Visual Design & Brand Identity
Moodboard
The visual approach needed to feel welcoming and energetic without triggering anxiety or comparison behaviors common in social media. Warm, approachable colors and gentle typography created an environment that felt safe for vulnerable sharing.
Design System Development
Brand Strategy
The name “Ami” derives from the French word for friend, positioning the app as a supportive companion rather than another social network. This metaphor influenced every design decision, from interaction patterns to visual styling.
The logo, modified from Futura typeface, emphasized geometric simplicity and friendliness. The design avoided aggressive or overly playful elements that might alienate students in crisis.
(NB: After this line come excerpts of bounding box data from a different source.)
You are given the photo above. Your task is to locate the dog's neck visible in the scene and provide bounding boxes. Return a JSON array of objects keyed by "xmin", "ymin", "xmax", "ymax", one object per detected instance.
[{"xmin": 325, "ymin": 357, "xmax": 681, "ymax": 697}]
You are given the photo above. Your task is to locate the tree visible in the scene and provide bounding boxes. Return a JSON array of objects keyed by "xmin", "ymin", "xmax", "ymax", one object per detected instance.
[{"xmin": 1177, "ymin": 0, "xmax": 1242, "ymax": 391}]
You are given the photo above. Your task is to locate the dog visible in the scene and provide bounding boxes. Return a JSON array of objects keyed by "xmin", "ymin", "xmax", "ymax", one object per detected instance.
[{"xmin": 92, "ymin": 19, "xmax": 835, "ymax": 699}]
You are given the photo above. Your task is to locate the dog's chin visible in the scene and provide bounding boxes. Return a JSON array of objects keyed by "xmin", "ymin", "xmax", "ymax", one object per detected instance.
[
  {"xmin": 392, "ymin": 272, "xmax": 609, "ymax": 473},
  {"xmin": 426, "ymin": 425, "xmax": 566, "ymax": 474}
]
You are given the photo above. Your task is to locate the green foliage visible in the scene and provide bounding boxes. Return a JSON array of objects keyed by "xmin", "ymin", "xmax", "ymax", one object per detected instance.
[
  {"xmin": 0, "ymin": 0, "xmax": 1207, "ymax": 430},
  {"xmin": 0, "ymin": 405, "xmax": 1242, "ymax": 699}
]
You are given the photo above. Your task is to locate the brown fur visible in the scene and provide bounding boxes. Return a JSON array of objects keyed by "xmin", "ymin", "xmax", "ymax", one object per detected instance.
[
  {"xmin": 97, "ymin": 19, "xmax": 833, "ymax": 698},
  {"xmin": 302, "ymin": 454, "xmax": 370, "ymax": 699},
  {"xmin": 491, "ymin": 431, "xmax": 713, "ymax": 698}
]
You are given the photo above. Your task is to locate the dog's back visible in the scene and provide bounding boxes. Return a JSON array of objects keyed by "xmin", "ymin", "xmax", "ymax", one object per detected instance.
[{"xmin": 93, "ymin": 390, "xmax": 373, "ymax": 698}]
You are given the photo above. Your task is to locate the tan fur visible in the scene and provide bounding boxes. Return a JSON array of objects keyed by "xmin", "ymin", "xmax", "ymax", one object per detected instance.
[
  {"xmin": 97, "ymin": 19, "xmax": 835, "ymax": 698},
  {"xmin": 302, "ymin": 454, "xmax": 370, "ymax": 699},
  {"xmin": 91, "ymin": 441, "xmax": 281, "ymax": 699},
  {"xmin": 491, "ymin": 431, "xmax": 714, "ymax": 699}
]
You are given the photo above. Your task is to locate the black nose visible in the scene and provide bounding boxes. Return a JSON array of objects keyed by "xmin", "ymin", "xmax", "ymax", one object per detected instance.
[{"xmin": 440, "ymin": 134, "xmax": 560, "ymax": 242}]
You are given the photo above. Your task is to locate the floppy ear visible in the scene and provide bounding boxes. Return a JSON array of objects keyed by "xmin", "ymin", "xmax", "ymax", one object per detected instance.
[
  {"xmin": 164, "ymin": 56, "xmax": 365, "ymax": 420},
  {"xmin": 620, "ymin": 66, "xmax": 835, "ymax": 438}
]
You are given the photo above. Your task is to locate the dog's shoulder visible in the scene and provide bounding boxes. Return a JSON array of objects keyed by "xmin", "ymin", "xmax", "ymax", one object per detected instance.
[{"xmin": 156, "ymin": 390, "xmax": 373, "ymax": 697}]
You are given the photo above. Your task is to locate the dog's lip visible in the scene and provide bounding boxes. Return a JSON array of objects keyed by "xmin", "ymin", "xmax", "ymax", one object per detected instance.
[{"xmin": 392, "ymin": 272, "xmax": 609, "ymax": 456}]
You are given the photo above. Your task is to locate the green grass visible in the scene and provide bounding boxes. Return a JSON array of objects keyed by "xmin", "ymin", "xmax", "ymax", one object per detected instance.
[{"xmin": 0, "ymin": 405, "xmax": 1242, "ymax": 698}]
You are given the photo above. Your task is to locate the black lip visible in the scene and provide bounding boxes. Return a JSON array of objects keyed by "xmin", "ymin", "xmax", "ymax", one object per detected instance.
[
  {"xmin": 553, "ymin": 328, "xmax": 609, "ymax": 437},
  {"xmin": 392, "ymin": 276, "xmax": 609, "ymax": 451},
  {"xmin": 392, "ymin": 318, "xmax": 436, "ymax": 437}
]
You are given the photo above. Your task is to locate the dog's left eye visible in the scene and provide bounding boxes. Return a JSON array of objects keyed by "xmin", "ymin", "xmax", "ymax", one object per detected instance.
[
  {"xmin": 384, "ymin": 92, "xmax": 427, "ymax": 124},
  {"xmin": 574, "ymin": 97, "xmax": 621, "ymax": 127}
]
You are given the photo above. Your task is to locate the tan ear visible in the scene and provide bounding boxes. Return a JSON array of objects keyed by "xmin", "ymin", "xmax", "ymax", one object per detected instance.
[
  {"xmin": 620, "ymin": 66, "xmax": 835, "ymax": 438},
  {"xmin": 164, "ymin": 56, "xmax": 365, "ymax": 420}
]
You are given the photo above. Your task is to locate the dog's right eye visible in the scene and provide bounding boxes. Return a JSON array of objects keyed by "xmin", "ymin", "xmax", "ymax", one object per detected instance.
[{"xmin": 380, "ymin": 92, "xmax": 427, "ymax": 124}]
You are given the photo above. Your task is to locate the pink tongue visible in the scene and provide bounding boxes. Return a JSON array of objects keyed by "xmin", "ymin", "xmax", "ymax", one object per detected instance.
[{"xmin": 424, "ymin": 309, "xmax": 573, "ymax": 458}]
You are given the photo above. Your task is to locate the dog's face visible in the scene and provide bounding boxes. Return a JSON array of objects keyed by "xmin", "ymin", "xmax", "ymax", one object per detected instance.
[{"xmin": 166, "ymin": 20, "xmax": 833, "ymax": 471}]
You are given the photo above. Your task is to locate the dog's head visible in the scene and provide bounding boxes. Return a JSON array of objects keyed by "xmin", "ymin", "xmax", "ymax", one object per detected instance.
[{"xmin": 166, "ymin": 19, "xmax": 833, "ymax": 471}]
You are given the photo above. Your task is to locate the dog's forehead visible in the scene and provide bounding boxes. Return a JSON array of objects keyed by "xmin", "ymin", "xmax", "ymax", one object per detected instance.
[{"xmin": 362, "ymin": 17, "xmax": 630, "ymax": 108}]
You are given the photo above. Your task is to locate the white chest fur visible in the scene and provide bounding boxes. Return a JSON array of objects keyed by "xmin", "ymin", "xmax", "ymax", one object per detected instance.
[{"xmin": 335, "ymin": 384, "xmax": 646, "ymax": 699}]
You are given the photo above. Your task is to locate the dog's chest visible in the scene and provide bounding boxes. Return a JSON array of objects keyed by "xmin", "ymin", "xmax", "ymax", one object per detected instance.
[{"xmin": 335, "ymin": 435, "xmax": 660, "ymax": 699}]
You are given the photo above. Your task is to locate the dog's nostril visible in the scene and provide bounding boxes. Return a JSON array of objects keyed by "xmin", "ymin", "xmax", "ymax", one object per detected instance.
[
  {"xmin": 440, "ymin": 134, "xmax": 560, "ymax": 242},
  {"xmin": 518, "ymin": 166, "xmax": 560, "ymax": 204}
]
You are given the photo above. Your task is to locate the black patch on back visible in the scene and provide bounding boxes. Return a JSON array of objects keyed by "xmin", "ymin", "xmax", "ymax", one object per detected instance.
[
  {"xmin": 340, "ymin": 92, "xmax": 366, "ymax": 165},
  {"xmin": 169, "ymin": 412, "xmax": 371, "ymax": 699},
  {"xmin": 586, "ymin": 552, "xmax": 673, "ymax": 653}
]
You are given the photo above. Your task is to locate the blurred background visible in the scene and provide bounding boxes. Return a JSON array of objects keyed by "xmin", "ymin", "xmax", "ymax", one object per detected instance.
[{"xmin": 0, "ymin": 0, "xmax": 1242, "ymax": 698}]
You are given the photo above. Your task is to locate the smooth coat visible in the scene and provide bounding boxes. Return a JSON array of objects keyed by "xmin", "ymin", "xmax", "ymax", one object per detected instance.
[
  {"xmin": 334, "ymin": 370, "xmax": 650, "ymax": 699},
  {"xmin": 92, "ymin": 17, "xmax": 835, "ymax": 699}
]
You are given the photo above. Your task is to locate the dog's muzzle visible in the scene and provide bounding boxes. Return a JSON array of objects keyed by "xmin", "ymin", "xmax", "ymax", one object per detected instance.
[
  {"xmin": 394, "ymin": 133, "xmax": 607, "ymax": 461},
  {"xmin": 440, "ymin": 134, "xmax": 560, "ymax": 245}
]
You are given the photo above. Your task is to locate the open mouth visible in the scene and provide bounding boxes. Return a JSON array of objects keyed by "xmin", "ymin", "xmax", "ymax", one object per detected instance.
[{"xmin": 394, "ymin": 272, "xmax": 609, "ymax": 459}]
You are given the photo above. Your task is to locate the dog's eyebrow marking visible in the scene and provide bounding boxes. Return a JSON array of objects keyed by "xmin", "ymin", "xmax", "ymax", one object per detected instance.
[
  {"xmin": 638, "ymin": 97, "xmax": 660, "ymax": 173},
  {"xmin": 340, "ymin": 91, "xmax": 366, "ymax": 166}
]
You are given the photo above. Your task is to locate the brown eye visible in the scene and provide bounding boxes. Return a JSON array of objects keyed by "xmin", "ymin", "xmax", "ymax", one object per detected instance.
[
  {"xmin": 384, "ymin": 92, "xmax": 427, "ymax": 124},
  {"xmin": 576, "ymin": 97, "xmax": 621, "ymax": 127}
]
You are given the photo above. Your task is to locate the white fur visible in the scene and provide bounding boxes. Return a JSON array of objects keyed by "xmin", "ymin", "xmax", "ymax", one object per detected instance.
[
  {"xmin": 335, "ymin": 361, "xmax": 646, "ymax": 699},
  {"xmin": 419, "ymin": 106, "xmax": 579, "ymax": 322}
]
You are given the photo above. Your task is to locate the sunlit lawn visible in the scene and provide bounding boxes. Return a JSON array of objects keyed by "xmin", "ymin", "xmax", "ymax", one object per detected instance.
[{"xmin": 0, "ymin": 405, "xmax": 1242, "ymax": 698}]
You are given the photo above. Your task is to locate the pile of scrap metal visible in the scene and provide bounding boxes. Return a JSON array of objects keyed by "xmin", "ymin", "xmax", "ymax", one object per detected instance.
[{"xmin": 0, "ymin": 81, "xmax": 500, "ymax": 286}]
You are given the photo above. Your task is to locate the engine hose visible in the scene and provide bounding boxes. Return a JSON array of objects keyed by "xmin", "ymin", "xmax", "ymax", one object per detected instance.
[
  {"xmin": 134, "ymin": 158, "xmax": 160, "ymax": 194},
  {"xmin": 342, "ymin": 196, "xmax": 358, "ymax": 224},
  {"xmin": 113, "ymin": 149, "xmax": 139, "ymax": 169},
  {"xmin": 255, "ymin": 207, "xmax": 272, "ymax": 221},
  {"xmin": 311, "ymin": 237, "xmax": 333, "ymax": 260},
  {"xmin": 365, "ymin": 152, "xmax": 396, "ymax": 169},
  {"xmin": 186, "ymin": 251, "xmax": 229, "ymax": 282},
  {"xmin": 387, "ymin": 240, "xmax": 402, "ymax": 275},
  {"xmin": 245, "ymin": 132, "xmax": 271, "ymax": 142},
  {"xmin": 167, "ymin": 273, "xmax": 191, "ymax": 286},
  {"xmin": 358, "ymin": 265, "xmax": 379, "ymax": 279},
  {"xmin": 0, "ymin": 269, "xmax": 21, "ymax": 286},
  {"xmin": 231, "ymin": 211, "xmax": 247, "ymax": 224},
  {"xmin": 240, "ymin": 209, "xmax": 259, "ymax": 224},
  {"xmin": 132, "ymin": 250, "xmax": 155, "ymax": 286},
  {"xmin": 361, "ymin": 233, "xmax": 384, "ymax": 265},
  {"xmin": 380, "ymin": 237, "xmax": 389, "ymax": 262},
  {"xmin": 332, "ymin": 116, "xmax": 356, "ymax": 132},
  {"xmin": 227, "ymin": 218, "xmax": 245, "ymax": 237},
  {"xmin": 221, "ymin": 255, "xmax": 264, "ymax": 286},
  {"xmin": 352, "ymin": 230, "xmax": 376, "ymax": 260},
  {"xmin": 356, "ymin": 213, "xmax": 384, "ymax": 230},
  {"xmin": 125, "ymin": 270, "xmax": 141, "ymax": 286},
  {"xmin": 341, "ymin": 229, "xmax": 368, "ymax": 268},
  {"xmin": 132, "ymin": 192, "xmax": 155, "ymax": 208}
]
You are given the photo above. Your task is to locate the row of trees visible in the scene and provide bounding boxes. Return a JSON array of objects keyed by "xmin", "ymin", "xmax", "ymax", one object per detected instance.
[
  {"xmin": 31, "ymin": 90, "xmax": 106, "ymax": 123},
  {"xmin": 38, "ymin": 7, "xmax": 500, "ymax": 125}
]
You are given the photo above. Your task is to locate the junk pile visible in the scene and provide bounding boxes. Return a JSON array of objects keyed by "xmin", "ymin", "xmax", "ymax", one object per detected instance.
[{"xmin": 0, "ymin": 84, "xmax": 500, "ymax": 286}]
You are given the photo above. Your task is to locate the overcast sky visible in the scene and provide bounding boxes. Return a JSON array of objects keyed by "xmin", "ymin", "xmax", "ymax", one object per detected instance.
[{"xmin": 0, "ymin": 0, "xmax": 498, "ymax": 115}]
Validation Through Testing
Prototype Evolution
Initial prototypes tested core interaction patterns with five students across two testing rounds. Remote testing methods proved essential given COVID restrictions, but also provided authentic context for how students would actually use the platform.
Key Insights from Testing
Users consistently needed clearer navigation cues and confirmation feedback for social actions. The anxiety around social interaction required more explicit system status indicators and user control over visibility and engagement levels.
Testing revealed specific improvements needed: adding explicit “Attend Event” buttons, labeling ambiguous icons, creating better visual contrast, providing clear system status feedback, and enabling message customization to support different communication styles.
Final Product Experience
Product Impact & Strategic Learning
Validated Outcomes
Student feedback confirmed the platform’s core value proposition. Users experienced genuine community building and appreciated opportunities for natural interaction without social media pressure. The entertainment features and always-available peer support addressed key emotional needs identified in research.
Most significantly, the platform successfully reduced reliance on distracting social media for academic communication, helping students maintain focus while staying connected to their educational community.
Design Process Insights
This project reinforced the critical importance of deep user research, particularly when designing for vulnerable populations. Students’ needs were more complex than initially assumed, requiring solutions that balanced social connection with academic focus and mental health support.
Usability testing proved especially valuable because students often couldn’t articulate their exact needs upfront. Observing their actual interactions revealed gaps between stated preferences and behavioral patterns, leading to more effective design solutions.
Strategic Innovation
Ami demonstrated that purpose-built social platforms could serve specific user needs more effectively than adapting existing tools. By focusing on academic and emotional connection rather than broad social networking, the platform created value that mainstream social media couldn’t provide.
The project validated that crisis-driven design opportunities often require fundamental rethinking of existing paradigms rather than incremental improvements to current solutions.
This experience highlighted how thoughtful product design can address urgent social needs while respecting user autonomy and diverse coping strategies—principles that inform all subsequent design work.